Publication details
- Event: (Vienna)
- Year: 2022
- Organiser: European Geosciences Union
Structural restoration using kinematic principles of fault-related folding is a valuable tool in building realistic geological models. Models are, however, typically uncertain and non-unique. While data inversion methods can be employed to find a best-fit model and estimate uncertainty, their use is limited to relatively simple models involving a single fault in two dimensions. In this work, we employ an iterative form of the Ensemble Kalman Filter (EnKF) together with a kinematic model for deformation around normal faults to build and restore three-dimensional structural geologic models. The EnKF is ideally suited to data inversion problems that involve large numbers of model parameters and is frequently used in reservoir simulations, which often do not consider
uncertainty in geologic structure.
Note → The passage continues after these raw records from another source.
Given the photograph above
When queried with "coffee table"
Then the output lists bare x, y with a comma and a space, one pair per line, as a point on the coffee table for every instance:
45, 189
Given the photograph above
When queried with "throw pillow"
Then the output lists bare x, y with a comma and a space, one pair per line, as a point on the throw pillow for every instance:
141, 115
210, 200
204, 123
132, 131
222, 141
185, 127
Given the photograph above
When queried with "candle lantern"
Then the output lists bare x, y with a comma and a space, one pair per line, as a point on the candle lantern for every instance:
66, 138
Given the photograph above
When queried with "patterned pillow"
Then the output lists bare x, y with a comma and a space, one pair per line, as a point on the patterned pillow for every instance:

We develop a workflow in which fault geometry, the distribution of slip on a fault, and the geometry of folded horizons are all modelled using the EnKF. The models are constrained by observations of faults and horizons in the present deformed state together
with the expectation that horizons should restore flat. We test two modelling approaches: a restoration-based approach in which the model is built in the deformed state and then restored, and a forward modelling-based approach in which the model is built in the restored state and then forward modelled to match present-day data. We test these methods first on a synthetic model involving a single fault and then on a real-world example involving five faults. Both the
restoration- and forward modelling-based methods work well for the synthetic model, but forward modelling works best for the more complex real-world case study. The EnKF method provides not only a best-fit model but also an estimate of model uncertainty. The estimation of uncertainty is,
however, hindered by the phenomenon of ensemble collapse, which results in underestimation of the uncertainty in model parameters at small ensemble sizes. We employ bootstrap-based
localization and covariance inflation to help mitigate this issue and use a dummy parameter to identify whether significant ensemble collapse has occurred. While ensemble collapse remains a challenge in some cases, the EnKF nonetheless shows considerable promise as a tool for building
complex many-parameter structural models that are kinematically restorable, and it holds the potential for future integration of structural modelling with other EnKF-based workflows in subsurface modelling.